An algorithm is backward stable if its computed \(\hat{\bx}\) is the exact solution to a nearby problem: \((\bA + \delta \bA)\hat{\bx} = \bb + \delta \bb\), with \(\|\delta \bA\|/\|\bA\| = O(\varepsilon_{\text{mach}})\).
GEPP Stability: Gaussian Elimination with Partial Pivoting is backward stable for virtually all practical matrices. The growth factor \(\rho\) stays small, preventing exponential error amplification.
Explain why a small residual doesn’t always guarantee a small error (Forward Error).
Histogram growth factors for 100 random matrices via scipy.linalg.lu.
Condition Number
A property of the problem.
\(\kappa(\bA) = \|\bA\|\|\bA^{-1}\|\).
Interpretation: Worst-case error amplification. A perturbation of size \(\varepsilon\) in \(\bb\) can cause error up to \(\kappa(\bA) \varepsilon\) in \(\bx\).
Rule of Thumb: You expect at most \(16 - \log_{10}(\kappa(\bA))\) correct digits in double precision.
Let \(\bA\bx = \bb\) be the original system and \(\bA(\bx+\delta\bx) = \bb+\delta\bb\) the perturbed system. Subtracting gives \(\bA \delta\bx = \delta\bb\), so \(\delta\bx = \bA^{-1} \delta\bb\). Taking norms: \[
\begin{align}
\|\delta\bx\| \leq \|\bA^{-1}\| \|\delta\bb\|.
\end{align}
\] Also, from \(\bA\bx = \bb\), we have \(\|\bb\| \leq \|\bA\| \|\bx\|\), which implies \(1/\|\bx\| \leq \|\bA\|/\|\bb\|\). Combining these inequalities for the relative error: \[
\begin{align}
\frac{\|\delta\bx\|}{\|\bx\|} &\leq \|\bA^{-1}\| \|\delta\bb\| \frac{\|\bA\|}{\|\bb\|} \\
&= (\|\bA\| \|\bA^{-1}\|) \frac{\|\delta\bb\|}{\|\bb\|} \\
&= \kappa(\bA) \frac{\|\delta\bb\|}{\|\bb\|}.
\end{align}
\] Thus, the condition number \(\kappa(\bA)\) acts as the amplification factor for relative perturbations in the right-hand side.

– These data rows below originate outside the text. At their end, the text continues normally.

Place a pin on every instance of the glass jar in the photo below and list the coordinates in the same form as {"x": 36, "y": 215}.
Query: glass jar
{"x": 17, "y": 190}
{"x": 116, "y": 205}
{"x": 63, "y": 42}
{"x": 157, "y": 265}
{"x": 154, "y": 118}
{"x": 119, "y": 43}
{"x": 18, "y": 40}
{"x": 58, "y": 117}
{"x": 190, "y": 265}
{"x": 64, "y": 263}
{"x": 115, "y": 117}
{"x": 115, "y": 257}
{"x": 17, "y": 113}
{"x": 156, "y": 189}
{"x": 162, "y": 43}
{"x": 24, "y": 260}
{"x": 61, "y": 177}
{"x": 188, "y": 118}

Compute \(\kappa_2(H_n)\) for Hilbert matrices \(n=3, ..., 10\). How fast does it grow?
The Neumann Series: Use it to prove the perturbation bound: \(\frac{\|\delta \bx\|}{\|\bx\|} \leq \frac{\kappa(\bA)}{1 - ...}\).
Solver Selection Hierarchy
Algorithms are typically selected based on a trade-off between numerical stability and computational efficiency:
SVD: Most stable, most expensive (\(O(n^3)\) with large constant).
Householder QR: Very stable, no growth factor (\(O(mn^2)\)).
Cholesky: Stable for SPD systems, half the cost of LU.
GEPP (LU with Pivoting): Standard for general systems.
LU without Pivoting: Dangerously unstable; avoid.
The accuracy of a computed solution \(\hat{\bx}\) can be improved by iterative refinement:
Compute the residual \(\br = \bb - \bA\hat{\bx}\).
Solve \(\bA \boldsymbol{\delta} = \br\).
Update the estimate: \(\hat{\bx} \leftarrow \hat{\bx} + \boldsymbol{\delta}\).
Each step recovers digits lost due to ill-conditioning, up to the limits of machine precision.
Solve \(H_{10}\bx = H_{10}\mathbf{1}\). Apply one step of iterative refinement. How many digits are recovered?
Compare forward errors of solve (LU) vs lstsq (QR) on a Hilbert system.